Never mind that Gen. Powell made the case on behalf of the Bush Administration before Congress and the United Nations for going to war in Iraq. Never mind that Obama made his political career out of opposing the war. They may differ on key issues, but they share the same skin color.

From Buchanan's column:
Yet, in hailing Barack as a "transformational figure" whose election would "electrify our country . . . (and) the world," Powell seems to testify to the centrality of Barack's ethnicity to his decision.

For what else is there about this freshman senator, who has no significant legislative accomplishment, to transform our politics and to electrify the world, other than the fact that he would be the nation's first African-American president?

Powell's endorsement follows that of another African-American icon, Rep. John Lewis of Selma Bridge fame, who switched allegiance from Hillary to Barack while Clinton still had a chance to win.
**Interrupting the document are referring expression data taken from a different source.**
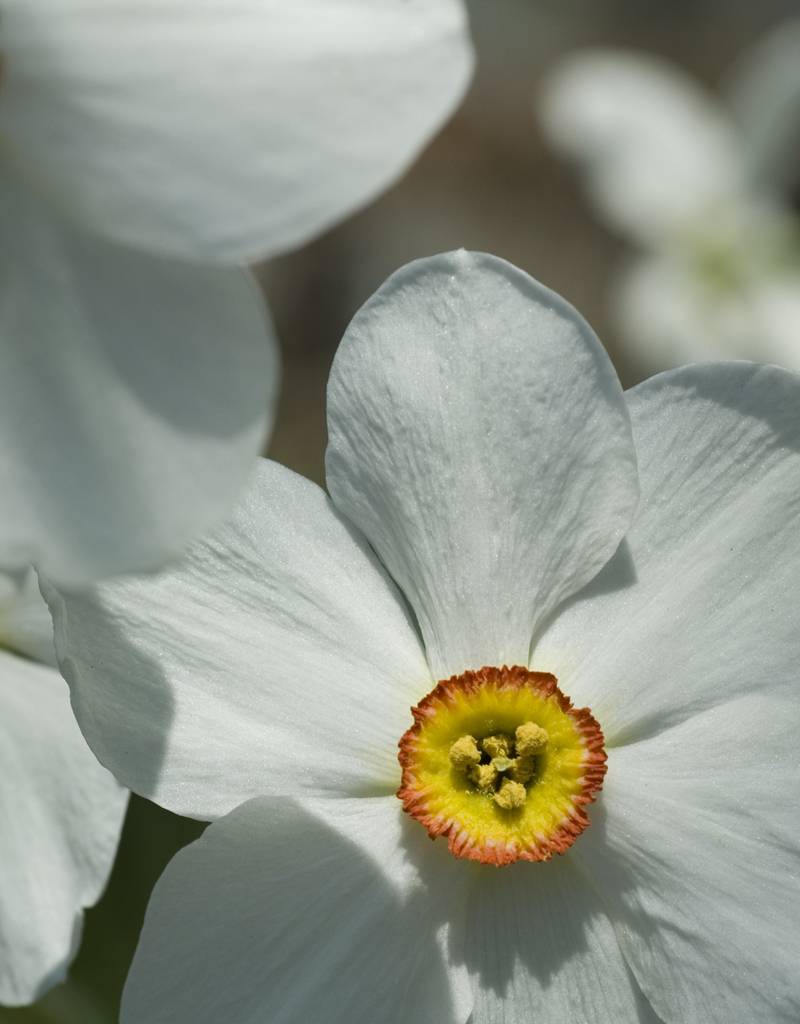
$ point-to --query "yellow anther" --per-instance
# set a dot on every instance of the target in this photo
(497, 747)
(464, 753)
(521, 770)
(482, 775)
(510, 795)
(531, 738)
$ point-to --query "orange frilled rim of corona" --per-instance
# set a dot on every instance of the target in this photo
(545, 811)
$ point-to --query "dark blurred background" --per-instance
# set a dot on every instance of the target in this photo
(487, 182)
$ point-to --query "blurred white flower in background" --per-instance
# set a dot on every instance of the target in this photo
(221, 130)
(61, 812)
(482, 467)
(703, 187)
(135, 392)
(136, 389)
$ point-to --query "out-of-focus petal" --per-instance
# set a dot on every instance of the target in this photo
(479, 438)
(135, 392)
(224, 131)
(657, 151)
(764, 92)
(61, 814)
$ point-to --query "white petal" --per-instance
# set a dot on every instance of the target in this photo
(700, 603)
(479, 439)
(695, 850)
(764, 91)
(276, 657)
(26, 626)
(541, 948)
(224, 132)
(134, 394)
(61, 816)
(657, 151)
(285, 913)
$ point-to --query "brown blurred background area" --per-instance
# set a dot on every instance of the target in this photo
(489, 182)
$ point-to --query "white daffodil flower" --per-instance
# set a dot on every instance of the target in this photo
(135, 392)
(482, 471)
(61, 811)
(697, 185)
(222, 131)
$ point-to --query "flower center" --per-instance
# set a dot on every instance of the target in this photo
(501, 763)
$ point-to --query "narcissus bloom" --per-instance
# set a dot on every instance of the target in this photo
(61, 811)
(703, 187)
(222, 131)
(592, 693)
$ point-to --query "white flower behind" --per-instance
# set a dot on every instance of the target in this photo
(61, 811)
(135, 392)
(222, 131)
(695, 184)
(482, 471)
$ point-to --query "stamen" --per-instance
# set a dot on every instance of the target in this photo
(496, 747)
(510, 795)
(464, 753)
(531, 738)
(501, 763)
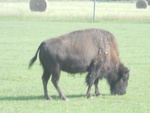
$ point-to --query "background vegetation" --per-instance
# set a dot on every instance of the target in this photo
(21, 32)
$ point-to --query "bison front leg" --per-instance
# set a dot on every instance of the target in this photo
(45, 78)
(97, 93)
(55, 81)
(90, 79)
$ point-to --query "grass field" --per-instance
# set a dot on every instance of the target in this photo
(21, 32)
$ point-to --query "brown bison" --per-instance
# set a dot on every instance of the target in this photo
(92, 50)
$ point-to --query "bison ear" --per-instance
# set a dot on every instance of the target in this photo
(123, 70)
(129, 69)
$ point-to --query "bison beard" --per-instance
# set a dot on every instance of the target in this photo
(92, 50)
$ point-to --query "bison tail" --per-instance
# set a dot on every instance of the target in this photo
(34, 58)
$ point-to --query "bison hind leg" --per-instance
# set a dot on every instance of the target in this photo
(45, 78)
(97, 93)
(55, 81)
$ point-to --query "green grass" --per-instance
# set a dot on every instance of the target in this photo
(21, 33)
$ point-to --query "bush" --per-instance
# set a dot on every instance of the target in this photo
(38, 5)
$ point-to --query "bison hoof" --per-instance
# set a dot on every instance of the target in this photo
(65, 98)
(89, 96)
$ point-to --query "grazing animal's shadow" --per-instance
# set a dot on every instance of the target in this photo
(55, 97)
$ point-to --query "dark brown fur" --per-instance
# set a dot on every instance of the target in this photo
(92, 50)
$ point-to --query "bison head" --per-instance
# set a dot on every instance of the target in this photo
(119, 81)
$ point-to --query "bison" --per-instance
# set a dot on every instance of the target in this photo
(91, 50)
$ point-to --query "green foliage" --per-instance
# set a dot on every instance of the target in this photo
(21, 89)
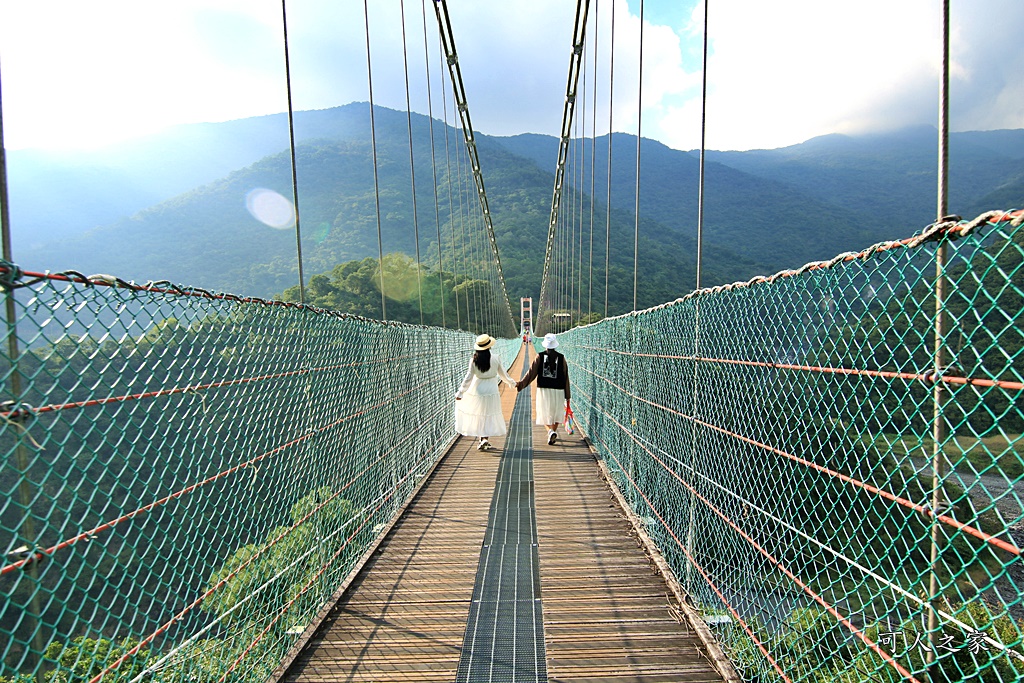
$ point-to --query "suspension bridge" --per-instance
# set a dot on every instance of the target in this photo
(809, 476)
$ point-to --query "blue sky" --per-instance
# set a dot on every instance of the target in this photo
(78, 74)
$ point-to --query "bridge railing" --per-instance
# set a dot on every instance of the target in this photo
(840, 505)
(188, 477)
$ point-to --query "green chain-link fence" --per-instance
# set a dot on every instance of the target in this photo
(778, 439)
(188, 477)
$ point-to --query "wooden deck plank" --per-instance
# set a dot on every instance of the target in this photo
(607, 613)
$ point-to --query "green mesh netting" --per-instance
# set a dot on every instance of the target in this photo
(777, 438)
(188, 478)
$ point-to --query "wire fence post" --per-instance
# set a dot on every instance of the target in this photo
(939, 427)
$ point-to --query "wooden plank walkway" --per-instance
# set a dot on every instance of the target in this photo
(608, 615)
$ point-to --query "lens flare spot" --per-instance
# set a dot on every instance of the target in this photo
(270, 208)
(322, 232)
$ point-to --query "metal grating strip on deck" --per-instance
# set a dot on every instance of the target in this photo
(505, 631)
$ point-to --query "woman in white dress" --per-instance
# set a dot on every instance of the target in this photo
(553, 393)
(478, 411)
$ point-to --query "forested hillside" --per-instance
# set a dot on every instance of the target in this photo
(765, 210)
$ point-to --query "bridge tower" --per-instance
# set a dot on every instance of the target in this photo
(526, 316)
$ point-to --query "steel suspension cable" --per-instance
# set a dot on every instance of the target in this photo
(568, 109)
(291, 150)
(704, 128)
(448, 177)
(607, 205)
(433, 161)
(412, 160)
(636, 205)
(373, 144)
(593, 163)
(582, 126)
(459, 91)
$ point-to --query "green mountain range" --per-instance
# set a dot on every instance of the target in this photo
(173, 207)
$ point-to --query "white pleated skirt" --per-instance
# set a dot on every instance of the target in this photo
(479, 412)
(550, 406)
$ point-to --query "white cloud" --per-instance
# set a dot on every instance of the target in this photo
(779, 72)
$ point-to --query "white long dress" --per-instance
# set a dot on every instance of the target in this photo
(479, 412)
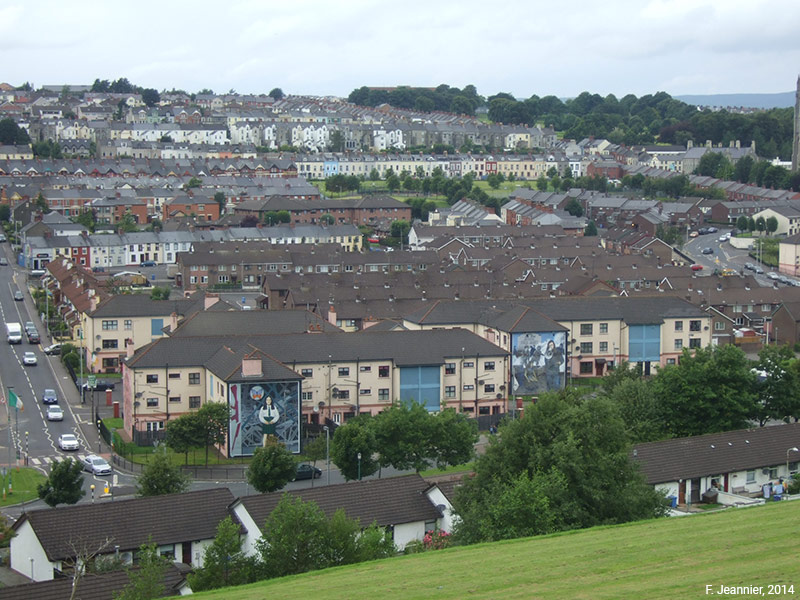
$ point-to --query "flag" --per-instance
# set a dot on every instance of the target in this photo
(14, 401)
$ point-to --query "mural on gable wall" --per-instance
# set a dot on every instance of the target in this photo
(247, 428)
(538, 362)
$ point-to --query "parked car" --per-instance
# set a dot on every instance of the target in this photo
(54, 413)
(101, 385)
(96, 465)
(68, 441)
(306, 471)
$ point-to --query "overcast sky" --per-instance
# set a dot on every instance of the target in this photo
(329, 47)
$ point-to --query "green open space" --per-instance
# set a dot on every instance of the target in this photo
(662, 558)
(23, 485)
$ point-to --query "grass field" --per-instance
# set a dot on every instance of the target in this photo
(23, 485)
(665, 558)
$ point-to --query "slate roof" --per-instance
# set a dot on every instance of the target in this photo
(91, 587)
(390, 501)
(717, 453)
(169, 519)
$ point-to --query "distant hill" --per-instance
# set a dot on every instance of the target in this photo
(779, 100)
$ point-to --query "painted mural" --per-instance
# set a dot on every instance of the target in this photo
(538, 362)
(264, 409)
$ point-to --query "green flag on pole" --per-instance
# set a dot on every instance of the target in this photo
(14, 401)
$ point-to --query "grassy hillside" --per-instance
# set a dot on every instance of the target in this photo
(666, 558)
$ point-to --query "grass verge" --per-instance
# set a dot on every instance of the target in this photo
(664, 558)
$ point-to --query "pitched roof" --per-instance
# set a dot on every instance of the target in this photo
(717, 453)
(390, 501)
(173, 518)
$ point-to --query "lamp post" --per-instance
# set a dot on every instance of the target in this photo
(793, 449)
(327, 454)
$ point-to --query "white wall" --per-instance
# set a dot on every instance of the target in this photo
(26, 546)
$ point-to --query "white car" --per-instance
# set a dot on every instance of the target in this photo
(68, 441)
(96, 465)
(54, 413)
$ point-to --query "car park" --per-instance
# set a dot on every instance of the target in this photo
(306, 471)
(54, 413)
(68, 441)
(53, 349)
(96, 465)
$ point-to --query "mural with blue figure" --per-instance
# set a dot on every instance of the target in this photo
(260, 410)
(538, 362)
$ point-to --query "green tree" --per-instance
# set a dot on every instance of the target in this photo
(224, 561)
(161, 477)
(351, 439)
(146, 579)
(214, 418)
(778, 393)
(185, 433)
(294, 538)
(64, 485)
(271, 468)
(568, 459)
(709, 391)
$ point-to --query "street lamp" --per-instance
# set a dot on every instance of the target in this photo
(794, 449)
(327, 454)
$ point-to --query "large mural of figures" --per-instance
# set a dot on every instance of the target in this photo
(262, 410)
(538, 362)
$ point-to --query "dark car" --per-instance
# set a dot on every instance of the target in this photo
(306, 471)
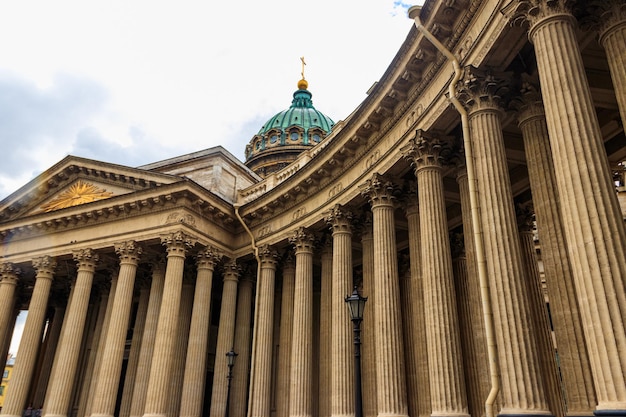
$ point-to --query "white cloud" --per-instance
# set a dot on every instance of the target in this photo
(160, 79)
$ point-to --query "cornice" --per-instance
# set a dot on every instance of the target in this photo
(410, 73)
(183, 194)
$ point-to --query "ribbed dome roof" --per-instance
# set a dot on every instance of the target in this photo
(287, 134)
(300, 113)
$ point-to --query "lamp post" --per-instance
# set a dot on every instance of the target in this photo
(230, 357)
(357, 305)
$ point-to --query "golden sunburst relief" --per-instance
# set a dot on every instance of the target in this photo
(78, 193)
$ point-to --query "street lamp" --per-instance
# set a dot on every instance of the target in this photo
(357, 305)
(230, 357)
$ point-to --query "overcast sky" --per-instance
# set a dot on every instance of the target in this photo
(134, 82)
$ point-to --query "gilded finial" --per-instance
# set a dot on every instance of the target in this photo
(302, 84)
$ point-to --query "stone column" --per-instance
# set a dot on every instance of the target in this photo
(108, 378)
(391, 393)
(570, 340)
(539, 313)
(239, 383)
(176, 244)
(447, 388)
(135, 348)
(342, 357)
(522, 387)
(468, 294)
(59, 392)
(609, 17)
(286, 333)
(326, 330)
(51, 346)
(197, 348)
(225, 339)
(418, 386)
(301, 398)
(147, 339)
(368, 347)
(261, 372)
(98, 344)
(594, 228)
(26, 358)
(180, 347)
(8, 283)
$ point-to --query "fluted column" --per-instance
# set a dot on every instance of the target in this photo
(107, 383)
(368, 335)
(326, 330)
(539, 313)
(147, 339)
(391, 393)
(609, 17)
(472, 322)
(573, 360)
(182, 339)
(594, 229)
(522, 386)
(53, 335)
(261, 373)
(100, 344)
(225, 339)
(176, 244)
(301, 398)
(25, 360)
(196, 364)
(418, 387)
(8, 283)
(239, 383)
(342, 365)
(447, 387)
(59, 392)
(135, 348)
(286, 333)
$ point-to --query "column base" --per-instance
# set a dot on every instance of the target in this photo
(609, 413)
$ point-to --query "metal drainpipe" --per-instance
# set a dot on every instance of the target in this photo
(258, 276)
(414, 13)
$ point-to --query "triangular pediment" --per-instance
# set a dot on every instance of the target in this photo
(76, 181)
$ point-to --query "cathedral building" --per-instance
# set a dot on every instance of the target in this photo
(497, 129)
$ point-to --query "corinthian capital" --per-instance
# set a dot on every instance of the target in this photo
(484, 89)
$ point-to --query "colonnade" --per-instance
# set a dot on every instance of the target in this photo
(424, 335)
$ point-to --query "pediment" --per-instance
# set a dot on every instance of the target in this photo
(76, 181)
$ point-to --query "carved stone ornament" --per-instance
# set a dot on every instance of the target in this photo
(80, 192)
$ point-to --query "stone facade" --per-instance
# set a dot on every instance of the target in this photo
(137, 281)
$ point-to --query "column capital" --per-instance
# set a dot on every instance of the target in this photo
(379, 191)
(483, 89)
(426, 150)
(339, 219)
(537, 12)
(268, 256)
(128, 251)
(9, 273)
(86, 259)
(45, 266)
(302, 240)
(177, 243)
(208, 258)
(529, 102)
(232, 271)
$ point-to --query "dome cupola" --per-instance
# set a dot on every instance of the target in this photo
(288, 133)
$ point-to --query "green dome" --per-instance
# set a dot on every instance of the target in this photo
(287, 134)
(301, 113)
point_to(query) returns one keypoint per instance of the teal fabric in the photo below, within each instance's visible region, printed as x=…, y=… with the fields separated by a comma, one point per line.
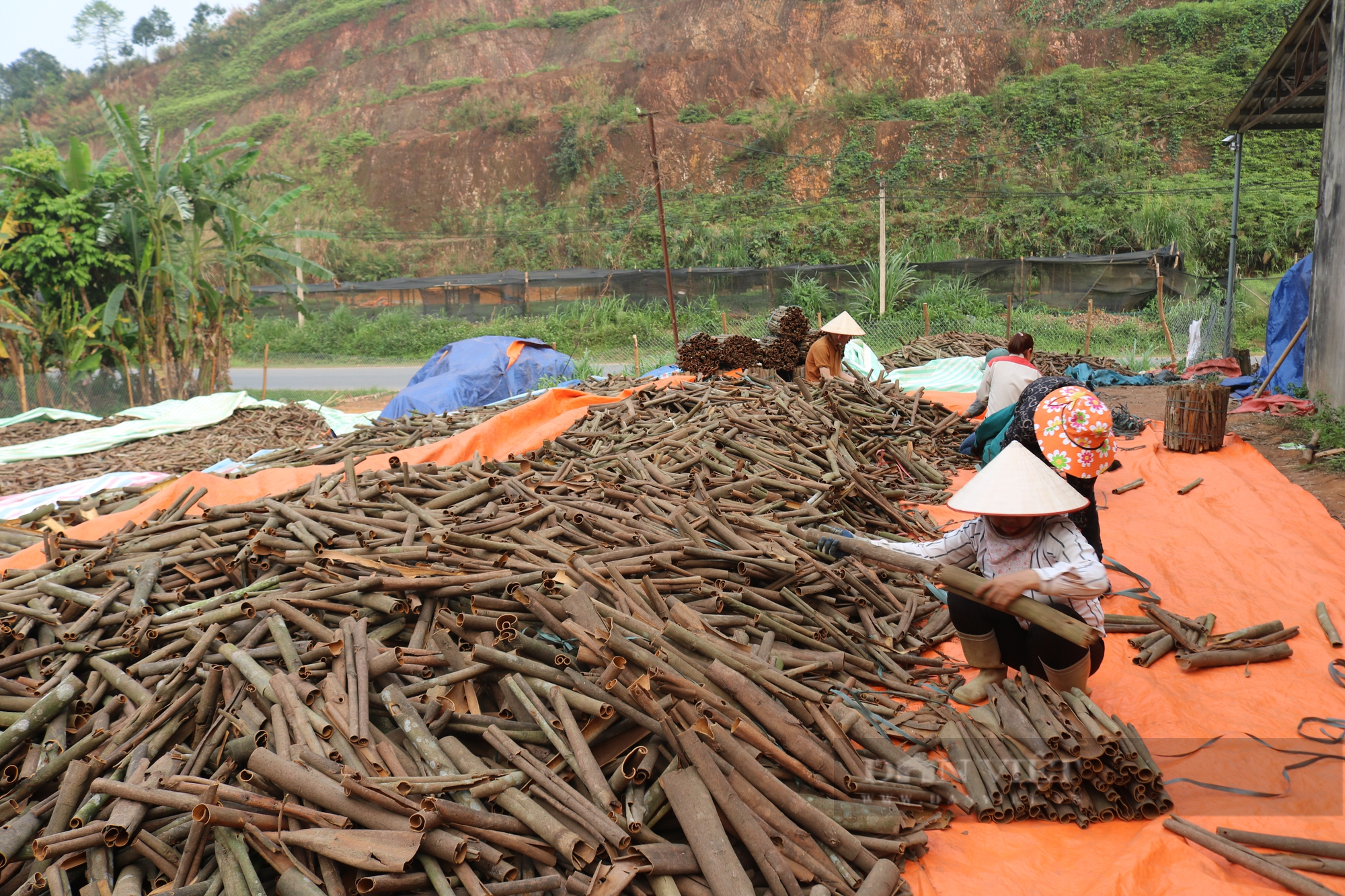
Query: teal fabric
x=991, y=434
x=942, y=374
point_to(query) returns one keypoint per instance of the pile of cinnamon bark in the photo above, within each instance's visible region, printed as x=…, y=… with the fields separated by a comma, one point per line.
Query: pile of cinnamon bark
x=619, y=665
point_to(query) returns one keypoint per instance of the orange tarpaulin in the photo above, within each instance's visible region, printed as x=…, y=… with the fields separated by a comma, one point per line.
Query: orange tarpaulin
x=1246, y=545
x=1249, y=546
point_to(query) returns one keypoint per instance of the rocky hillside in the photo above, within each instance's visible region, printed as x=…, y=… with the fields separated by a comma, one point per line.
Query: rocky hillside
x=454, y=135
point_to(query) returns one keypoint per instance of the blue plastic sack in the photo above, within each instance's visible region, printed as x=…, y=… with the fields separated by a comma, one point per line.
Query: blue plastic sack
x=1288, y=310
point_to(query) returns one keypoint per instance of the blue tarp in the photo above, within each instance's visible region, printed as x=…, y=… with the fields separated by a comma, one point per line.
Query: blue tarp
x=478, y=372
x=1288, y=309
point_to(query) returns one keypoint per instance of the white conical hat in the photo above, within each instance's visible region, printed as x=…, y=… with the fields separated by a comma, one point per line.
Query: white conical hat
x=844, y=326
x=1017, y=483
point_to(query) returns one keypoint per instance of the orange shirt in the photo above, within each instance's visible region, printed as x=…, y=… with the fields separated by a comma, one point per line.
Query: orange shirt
x=824, y=354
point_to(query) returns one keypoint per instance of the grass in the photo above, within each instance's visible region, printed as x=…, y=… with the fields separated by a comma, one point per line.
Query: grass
x=1331, y=420
x=322, y=396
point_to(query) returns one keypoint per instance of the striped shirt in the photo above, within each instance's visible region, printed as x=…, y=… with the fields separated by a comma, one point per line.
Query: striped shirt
x=1070, y=571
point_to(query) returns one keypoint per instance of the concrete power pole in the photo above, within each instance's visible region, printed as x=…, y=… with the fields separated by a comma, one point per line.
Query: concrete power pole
x=883, y=248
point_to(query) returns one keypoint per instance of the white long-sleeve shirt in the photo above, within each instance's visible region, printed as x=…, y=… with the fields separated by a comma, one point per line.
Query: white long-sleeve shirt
x=1063, y=560
x=1004, y=382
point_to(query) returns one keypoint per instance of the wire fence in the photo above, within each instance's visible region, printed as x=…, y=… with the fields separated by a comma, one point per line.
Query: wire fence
x=102, y=392
x=1135, y=339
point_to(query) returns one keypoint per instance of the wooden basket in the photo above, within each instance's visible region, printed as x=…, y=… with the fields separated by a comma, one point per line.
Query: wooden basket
x=1196, y=417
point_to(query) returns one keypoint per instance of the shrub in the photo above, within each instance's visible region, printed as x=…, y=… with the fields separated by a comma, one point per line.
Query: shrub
x=341, y=149
x=696, y=114
x=295, y=79
x=810, y=295
x=579, y=18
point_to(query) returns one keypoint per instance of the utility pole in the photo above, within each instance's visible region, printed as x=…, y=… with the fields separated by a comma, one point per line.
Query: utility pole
x=883, y=248
x=299, y=272
x=1233, y=248
x=664, y=233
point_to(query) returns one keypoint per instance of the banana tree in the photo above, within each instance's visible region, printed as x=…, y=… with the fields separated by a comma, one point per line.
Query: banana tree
x=198, y=247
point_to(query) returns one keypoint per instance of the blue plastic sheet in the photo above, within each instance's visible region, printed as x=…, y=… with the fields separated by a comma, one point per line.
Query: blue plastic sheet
x=1288, y=309
x=478, y=372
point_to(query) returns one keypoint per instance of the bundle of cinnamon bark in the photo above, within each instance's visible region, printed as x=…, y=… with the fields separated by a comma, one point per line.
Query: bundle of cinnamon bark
x=1035, y=752
x=1198, y=647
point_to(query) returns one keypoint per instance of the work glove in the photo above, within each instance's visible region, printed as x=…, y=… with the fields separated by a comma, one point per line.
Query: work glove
x=831, y=545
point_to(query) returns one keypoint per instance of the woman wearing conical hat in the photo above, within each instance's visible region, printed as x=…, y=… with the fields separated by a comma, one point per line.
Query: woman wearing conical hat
x=1026, y=544
x=827, y=357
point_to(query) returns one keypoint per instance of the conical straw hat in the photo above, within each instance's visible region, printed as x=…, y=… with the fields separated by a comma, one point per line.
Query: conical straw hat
x=844, y=326
x=1016, y=483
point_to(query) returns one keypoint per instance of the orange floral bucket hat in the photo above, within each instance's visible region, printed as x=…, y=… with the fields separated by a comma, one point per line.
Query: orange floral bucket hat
x=1074, y=430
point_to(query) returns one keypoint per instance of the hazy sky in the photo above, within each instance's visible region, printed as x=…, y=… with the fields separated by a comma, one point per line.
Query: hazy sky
x=48, y=26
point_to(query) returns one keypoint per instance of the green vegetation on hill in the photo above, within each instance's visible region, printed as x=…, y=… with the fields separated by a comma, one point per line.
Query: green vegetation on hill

When Lewis deserted her in February, he, too, claimed a Road to Damascus experience, to have seen a transformational figure: "Something's happening in America, something some of us did not see coming .... Barack Obama has tapped into something that is extraordinary .... It's a movement. It's a spiritual event."

Lewis' desertion, however, was not unrelated to a primary challenge in his Atlanta district and angry constituent demands to know why he was not backing the first black with a real chance at winning the White House.

Powell was under no such pressure. Hence, what he did, and why, are subjects of media and political speculation.